# Cyperus helferi and hardness...



## Bert H (Mar 2, 2004)

Anybody out there successfully growing C. helferi with hard water? (kh >8 ) I really like this plant, but between the algae magnet that it is, and the fact that it seems to do well for me for a while, then seems to go into stasis or decline, it's getting frustrating. 

So any tips from folks who successfully grow this and don't use the ada substrates, will be appreciated. Thanks.


----------



## bigstick120 (Mar 8, 2005)

I never had it in water that hard but I have grown it well in plain gravel and eco complete. Collected some algae but I just pulled off the leaves. What I found was when the leaves started to collect algae they were dead at the base. Very brown and sometimes falling off but looked nice and green at the top.


----------



## Bert H (Mar 2, 2004)

bigstick120 said:


> What I found was when the leaves started to collect algae they were dead at the base. Very brown and sometimes falling off but looked nice and green at the top.


I haven't had that experience. In my case the leaves start turning brown at the tops and work their way downward. I've been trimming them knowing that eventually the whole leaf will have to be cut off. That gets old quickly if you have a patch of them. In regards to algae, this is where I really realize the value of an sae or two. When I've grown the plant without sae's algae shows up a lot. In their presence, it's rare.


----------



## Navarro (Feb 12, 2004)

I have kepT the plant for many years with a KH of 10~13 with no problem. What I never do is to cut the leaf of a Cypherus helferii they don’t like it, remove one leaf at the time by reaching to the crown of the plant and pulling down to remove the whole leaf. Cypherus is a easy plant to grow even with low light! I have seen Jeff Senske’s tanks with low light before and the plant grows and pearls just fine. I can say the same for the most part. The algae problem if is not related to low co2 in your water probably means a heavy bio load. Add more filtration and keep up with your water changes and dose excel for 2 weeks and the bba will get reddish and shortly after die.
Cheers,
Navarro


----------



## Kelley (Aug 27, 2006)

I have not grown C. helferi, but I have made an interesting observation with Crypt. spiralis, another slow-growing, grassy plant. I noticed that no matter what I did, it collected nasty BBA and staghorn algae, even though the rest of my tank remained clean. Then I realized that the strong flow from my filter outtake was damaging the leaves and leaving them prone to algae attack. I redirected the flow and now the plants have been growing clean for several weeks. 

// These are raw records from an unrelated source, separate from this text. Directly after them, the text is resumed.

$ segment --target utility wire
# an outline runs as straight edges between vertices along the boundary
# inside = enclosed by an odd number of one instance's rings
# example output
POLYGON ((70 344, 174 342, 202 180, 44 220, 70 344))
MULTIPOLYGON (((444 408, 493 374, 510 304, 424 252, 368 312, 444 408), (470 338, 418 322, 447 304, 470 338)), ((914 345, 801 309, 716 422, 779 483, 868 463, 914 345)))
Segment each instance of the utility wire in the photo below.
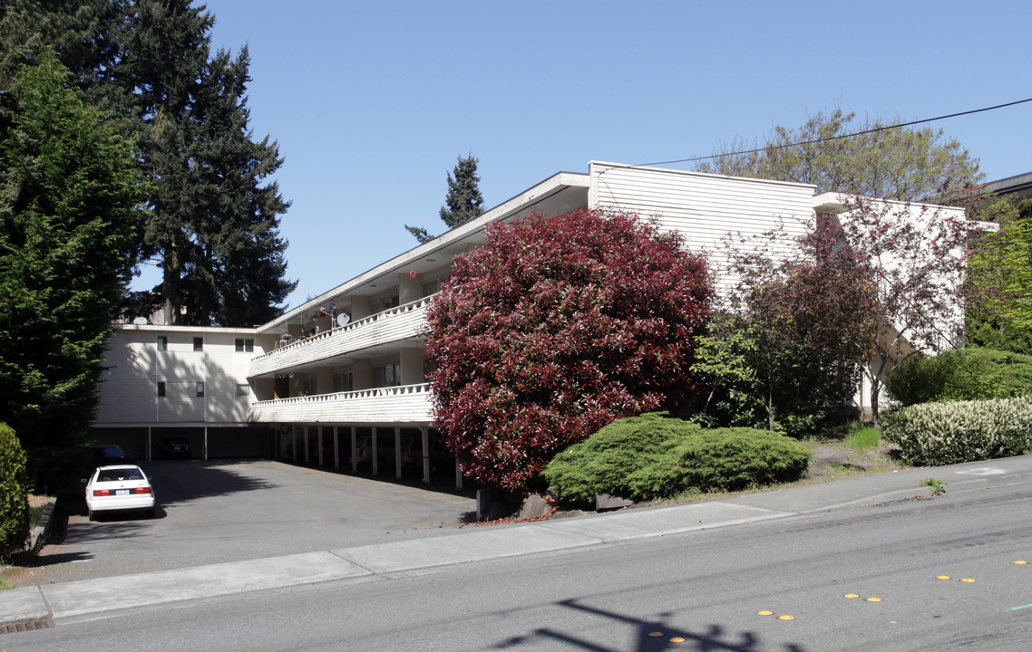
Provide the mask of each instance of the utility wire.
MULTIPOLYGON (((960 115, 970 115, 972 113, 981 113, 983 111, 994 111, 999 108, 1005 108, 1008 106, 1014 106, 1015 104, 1024 104, 1026 102, 1032 102, 1032 98, 1027 100, 1018 100, 1017 102, 1007 102, 1006 104, 997 104, 996 106, 987 106, 986 108, 973 109, 970 111, 961 111, 960 113, 950 113, 949 115, 939 115, 938 117, 927 117, 925 119, 916 119, 910 123, 900 123, 898 125, 885 125, 884 127, 876 127, 874 129, 868 129, 867 131, 859 131, 854 134, 840 134, 838 136, 829 136, 828 138, 815 138, 813 140, 804 140, 800 142, 785 143, 782 145, 767 145, 766 147, 760 147, 757 149, 744 149, 742 151, 729 151, 724 153, 713 153, 707 157, 695 157, 692 159, 678 159, 676 161, 657 161, 655 163, 640 163, 638 165, 626 166, 628 168, 644 168, 651 167, 655 165, 671 165, 674 163, 694 163, 696 161, 706 161, 707 159, 719 159, 721 157, 736 157, 743 153, 756 153, 760 151, 768 151, 770 149, 787 149, 788 147, 798 147, 800 145, 812 145, 818 142, 828 142, 831 140, 839 140, 842 138, 854 138, 857 136, 863 136, 865 134, 873 134, 879 131, 888 131, 890 129, 900 129, 901 127, 912 127, 913 125, 924 125, 925 123, 934 123, 935 121, 946 119, 948 117, 958 117, 960 115)), ((621 166, 622 167, 622 166, 621 166)))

My water is very hard, BTW.


----------



## travis (Oct 5, 2004)

Bert,

I've kept C. helferi in hard water (12-14 dKH) and had similar issues with algae slowly killing the leaves. I suspect this was a bio-load issue because I have had not had any problems since upgrading my filtration, although it does seem to grow more slowly for me in hard water as opposed to soft water. And I completely agree with Luis, Cyperus leaves do not react well at all to being trimmed. It's best to just remove the entire leaf if there are problems.


----------



## Bert H (Mar 2, 2004)

Thanks to everyone who's replied. It's good to know hard water is not an issue with it.  I do have a fairly large bio-load in that tank, I will keep on top of water changes. It's difficult to access leaves at the base of the plants, especially in a clump of them, so I've been lazy at their trimming. 

I also have C. spiralis, luckily haven't had any issues with that one.


----------



## bigstick120 (Mar 8, 2005)

Hmmm, I must have gotten the backward version of this plant! Ill have to tell it to die at the top!


----------



## PHalas (Dec 5, 2005)

I'm just up the road from you & had the same problems when trying to grow this. Bio load was out as there were no fish in the tank I was dosing Flourish Ex & I had plenty of CO2 going in they just turn to mush.
I now use 50/50 RO & tap water & alot of the plants I have had trouble with in the past, no longer are a problem. Maybe it is time to try Helferi again??
As for my SAE's, I am yet to see them clean any Algae..


----------